When using Asterisk and a remote bank of PRIs (or any other form of PSTN connectivity for that matter), you may encounter an issue known as hairpinning. Hairpinning describes what happens when a call coming from the PSTN is routed by the access server (a Cisco AS5300, for example) back out through the PSTN. In VoIP this is often caused by the inability of the access server to initiate a session with the VoIP gateway.

VoIP and Hairpinning Illustration

In a simple scenario like the one illustrated above, another call leg is added when the PSTN routes the call back into the access server. If the access server again fails to reach the VoIP gateway, it will be routed back out the PSTN. Each leg of the call consumes a PRI B-channel; decreasing the overall number of channels available for new calls.

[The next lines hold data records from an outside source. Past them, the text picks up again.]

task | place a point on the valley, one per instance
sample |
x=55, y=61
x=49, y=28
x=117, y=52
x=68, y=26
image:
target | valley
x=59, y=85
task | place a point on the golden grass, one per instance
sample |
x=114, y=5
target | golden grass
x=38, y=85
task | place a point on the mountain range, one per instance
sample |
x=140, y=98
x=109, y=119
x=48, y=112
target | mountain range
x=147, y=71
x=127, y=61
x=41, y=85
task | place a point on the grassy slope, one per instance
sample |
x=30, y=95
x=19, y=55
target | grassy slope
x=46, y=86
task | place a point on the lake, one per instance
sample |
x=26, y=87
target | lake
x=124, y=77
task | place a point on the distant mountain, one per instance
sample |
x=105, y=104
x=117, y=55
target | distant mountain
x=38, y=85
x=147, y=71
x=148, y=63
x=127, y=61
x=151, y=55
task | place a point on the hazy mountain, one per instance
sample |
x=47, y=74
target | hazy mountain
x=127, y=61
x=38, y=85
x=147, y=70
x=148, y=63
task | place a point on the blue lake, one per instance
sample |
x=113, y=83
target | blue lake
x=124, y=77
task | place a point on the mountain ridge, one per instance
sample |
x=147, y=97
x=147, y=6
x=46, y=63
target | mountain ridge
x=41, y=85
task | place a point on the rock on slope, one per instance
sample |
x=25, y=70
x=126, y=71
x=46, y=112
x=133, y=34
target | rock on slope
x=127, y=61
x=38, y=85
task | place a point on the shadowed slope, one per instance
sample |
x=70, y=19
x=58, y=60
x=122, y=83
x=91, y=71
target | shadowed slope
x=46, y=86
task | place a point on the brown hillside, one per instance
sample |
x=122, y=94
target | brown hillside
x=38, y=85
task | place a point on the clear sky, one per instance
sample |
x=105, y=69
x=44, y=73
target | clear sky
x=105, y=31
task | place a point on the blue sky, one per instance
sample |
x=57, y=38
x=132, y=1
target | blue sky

When setting up a Cisco AS5300 to act as a remote PRI bank, I used the advice of other users and made the following configuration changes to the built-in IOS SIP user agent:

sip-ua
 retry invite 4
 retry response 3
 retry bye 2
 retry cancel 2

As the call volume was small, this configuration worked fine for a couple of years. I could see the hairpinning happening, but it wasn't affecting call quality or channel availability. Recently, the call volume increased dramatically, and although the call quality was still not affected, there was a real chance that the hairpinning could cause an outage if too many calls used too many channels.

The solution to the problem was to revert to the IOS defaults for SIP retries. This increases the number of INVITE retries from 4 in the configuration above to 10. Since making that change, I haven't seen a single hairpin. Although call setup might take longer (potentially as much as 5 seconds based on timers and retries), the efficient channel usage on the PRI (not to mention possible charges depending upon how the PRI is provisioned) is well worth it. To date, I haven't received a single complaint from caller or callee regarding call setup times.